If Chiang's the real deal Stalin might just force the existing CCP leadership to step aside or be declared Trotskyists, but then that leaves the rightists without a chaperone. And the "rightists" include... well, most warlords, who are themselves part of/successors of the first generations of KMT leadership, who remember the party predating the CCP by a fair deal and having its own original ideas. The tightrope is going to be how to keep the rightists willing to work with a Stalinist Chiang, all while keeping Mao from leading some splinter faction, and keeping Chiang (who will generally be operating independently) from getting a little too used to that independence and likely to make a decision Stalin wouldn't want if it ensures his advantage or saves him from a coup.
 

raharris1973

Gone Fishin'
If Chiang's the real deal Stalin might just force the existing CCP leadership to step aside or be declared Trotskyists, but then that leaves the rightists without a chaperone. And the "rightists" include... well, most warlords, who are themselves part of/successors of the first generations of KMT leadership, who remember the party predating the CCP by a fair deal and having its own original ideas. The tightrope is going to be how to keep the rightists willing to work with a Stalinist Chiang, all while keeping Mao from leading some splinter faction, and keeping Chiang (who will generally be operating independently) from getting a little too used to that independence and likely to make a decision Stalin wouldn't want if it ensures his advantage or saves him from a coup.

Good points!
 
. And the "rightists" include... well, most warlords, who are themselves part of/successors of the first generations of KMT leadership, who remember the party predating the CCP by a fair deal and having its own original ideas
Xu Chongzhi and Hu Hanmin were leading right KMT back then and Chiang sided with left KMT when former two were purged when Liao Zhongkai was Assassinated.. So the right KMT would be the chaperone. If the liao zhongkai wasn't killed.
 

raharris1973

Gone Fishin'
Xu Chongzhi and Hu Hanmin were leading right KMT back then and Chiang sided with left KMT when former two were purged when Liao Zhongkai was Assassinated.. So the right KMT would be the chaperone. If the liao zhongkai wasn't killed.
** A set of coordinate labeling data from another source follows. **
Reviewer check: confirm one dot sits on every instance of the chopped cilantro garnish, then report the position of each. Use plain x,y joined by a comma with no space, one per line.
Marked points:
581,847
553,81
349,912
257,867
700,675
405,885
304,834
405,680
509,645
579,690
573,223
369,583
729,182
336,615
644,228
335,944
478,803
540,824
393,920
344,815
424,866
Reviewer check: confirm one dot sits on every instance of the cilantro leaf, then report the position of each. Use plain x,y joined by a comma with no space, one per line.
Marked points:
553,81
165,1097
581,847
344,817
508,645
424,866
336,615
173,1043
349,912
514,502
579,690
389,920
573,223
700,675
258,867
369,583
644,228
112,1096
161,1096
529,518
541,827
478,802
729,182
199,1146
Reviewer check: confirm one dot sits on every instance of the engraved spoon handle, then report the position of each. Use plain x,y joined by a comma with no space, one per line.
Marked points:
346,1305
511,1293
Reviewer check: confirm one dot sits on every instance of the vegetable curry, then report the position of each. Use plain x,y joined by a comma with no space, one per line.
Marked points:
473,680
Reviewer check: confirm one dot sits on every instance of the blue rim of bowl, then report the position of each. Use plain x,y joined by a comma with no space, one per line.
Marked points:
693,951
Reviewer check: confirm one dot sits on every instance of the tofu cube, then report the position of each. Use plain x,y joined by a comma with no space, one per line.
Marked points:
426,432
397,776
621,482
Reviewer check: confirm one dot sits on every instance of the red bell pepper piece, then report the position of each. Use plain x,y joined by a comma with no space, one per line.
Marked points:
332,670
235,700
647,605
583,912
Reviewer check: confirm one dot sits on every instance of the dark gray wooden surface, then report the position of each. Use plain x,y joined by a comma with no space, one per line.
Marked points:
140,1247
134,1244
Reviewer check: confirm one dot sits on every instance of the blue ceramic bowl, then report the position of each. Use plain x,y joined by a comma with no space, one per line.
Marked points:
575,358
Interesting - what do you mean?
 
Assuming Chiang's ideological shift happened before 1925, after Liao Zhongkai's assassination the "right" elements would be purged out of the way by Wang and Chiang. The entire KMT is then shifted to the left. Maybe the Brits would then actively intervene in their Northern Expedition to safeguard their interests (this almost happened IMO in 1927 when the KMT took Hankou).

Another important thing to note would be the CCP in this situation. OTL Stalin considered the KMT to be more competent than the CCP, and surely this KMT would prove even more competent without the Wuhan-Nanjing split. Maybe the CCP would be purged like OTL by Wang Jingwei once they became a pain in the neck.
 
Assuming Chiang's ideological shift happened before 1925, after Liao Zhongkai's assassination the "right" elements would be purged out of the way by Wang and Chiang. The entire KMT is then shifted to the left. Maybe the Brits would then actively intervene in their Northern Expedition to safeguard their interests (this almost happened IMO in 1927 when the KMT took Hankou).
Could you tell me more about this? I have ideas for a timeline with, amongst other things, a surviving KMT-Communist Alliance and that seems like a relevant factor I need to consider.